The last few decades have seen the emergence and rapid growth of a new field of multi- and inter-disciplinary inquiry, called variously “Human-Animal Studies” (HAS), “Animal Studies”, or “Anthrozoology”. Contributions to this field draw upon a wide range of disciplinary formations: sociology, philosophy and history; studies of literature, the visual arts, cinema and popular culture; biobehavioural biology; science, technology, and medicine studies. What unites HAS work from all these disciplines is a determination to find new ways of thinking about animals and about human-animal relationships.

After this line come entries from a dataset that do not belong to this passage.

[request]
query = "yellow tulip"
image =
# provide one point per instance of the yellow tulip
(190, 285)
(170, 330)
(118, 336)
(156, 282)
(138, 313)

Among the many lines of inquiry pursued by HAS researchers are the following:
- exploring how notions of animality are fundamental to a range of concepts that play an important ideological and intellectual role in modern Western thought: for example “nature”, “culture”, “society”, “civilisation”, “the human”, “the native”, “the exotic”, “the primitive”;
- examining the place, treatment and actions of animals in science, farming, industry, tourism and other human practices;
- analysing the representation of animals in literature, film, television, the visual arts, and other cultural forms;
- researching the history of humans' changing attitudes towards and treatment of animals;
- developing new paradigms in philosophy, the arts and the sciences for thinking about animals and their relationship to humans.
Here at the New Zealand Centre for Human-Animal Studies, we also believe that this kind of research and scholarship brings with it a responsibilty to challenge anthropocentrism and to account for the interests and agency of animals.